OBrasil adormeceu no último sábado assombrado com uma brutalidade recorrente, ora transmitida em rede nacional. A tragédia dos ianomâmis de Roraima, remanescentes dos mil povos indígenas que habitavam Pindorama até a chegada dos invasores portugueses, nunca cessou. Em 1500, pesquisadores estimam que o território abrigava pelo menos 3 milhões de habitantes nativos; dois terços viviam no litoral. Em século e meio foram reduzidos a não mais de 700 mil. Por homicídio ou aculturação forçada, foram dizimados. Sempre foi genocídio.

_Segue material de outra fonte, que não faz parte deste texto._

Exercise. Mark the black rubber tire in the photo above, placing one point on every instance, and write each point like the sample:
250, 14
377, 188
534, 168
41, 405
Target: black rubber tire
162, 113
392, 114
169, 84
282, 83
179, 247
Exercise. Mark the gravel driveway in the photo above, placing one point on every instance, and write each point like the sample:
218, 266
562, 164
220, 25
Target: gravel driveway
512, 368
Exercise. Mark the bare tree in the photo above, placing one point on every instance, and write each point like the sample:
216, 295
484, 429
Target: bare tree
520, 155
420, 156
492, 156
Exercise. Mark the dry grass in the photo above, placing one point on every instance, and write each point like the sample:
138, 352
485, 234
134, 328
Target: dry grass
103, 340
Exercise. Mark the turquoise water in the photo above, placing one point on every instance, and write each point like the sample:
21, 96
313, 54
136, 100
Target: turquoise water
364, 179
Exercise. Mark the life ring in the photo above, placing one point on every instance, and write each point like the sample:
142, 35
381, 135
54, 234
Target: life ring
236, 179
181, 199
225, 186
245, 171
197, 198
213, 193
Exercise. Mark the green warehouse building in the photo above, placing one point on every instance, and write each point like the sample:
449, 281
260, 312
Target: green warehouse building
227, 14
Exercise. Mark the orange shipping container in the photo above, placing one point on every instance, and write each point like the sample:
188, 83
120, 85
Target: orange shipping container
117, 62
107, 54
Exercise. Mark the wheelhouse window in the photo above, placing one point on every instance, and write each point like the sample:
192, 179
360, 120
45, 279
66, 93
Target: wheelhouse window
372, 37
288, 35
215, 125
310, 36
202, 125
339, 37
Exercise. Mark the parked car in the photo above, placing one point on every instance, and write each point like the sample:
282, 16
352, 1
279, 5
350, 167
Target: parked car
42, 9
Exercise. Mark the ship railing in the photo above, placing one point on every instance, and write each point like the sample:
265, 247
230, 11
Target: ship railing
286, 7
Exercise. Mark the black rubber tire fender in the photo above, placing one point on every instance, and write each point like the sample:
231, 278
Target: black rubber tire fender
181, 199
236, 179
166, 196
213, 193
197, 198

— Por meio direto ou por dissolução na ideia de população brasileira, o projeto sempre foi genocida — diz a historiadora Ana Flávia Magalhães Pinto, professora na Universidade de Brasília (UnB), recém-indicada diretora-geral do Arquivo Nacional.

Em 1970, quando publicou “Os índios e a civilização”, resultado de mais de uma década de pesquisas, o antropólogo Darcy Ribeiro, grande intelectual e político brasileiro que completaria 100 anos em 2022, já denunciava o desaparecimento de 88 de 230 etnias encontradas na virada do século passado. Somente em 1991, o IBGE incluiu os indígenas no Censo Demográfico. Desde então, a participação dos nativos na população total, impulsionada pela autodeclaração e pelo reconhecimento de direitos fundamentais, saiu de 0,2% para 1,6%. Em 2010, o Brasil tinha 896.917 indígenas, dos quais 572.083 em área rural — os dados do Censo 2022 ainda não estão disponíveis.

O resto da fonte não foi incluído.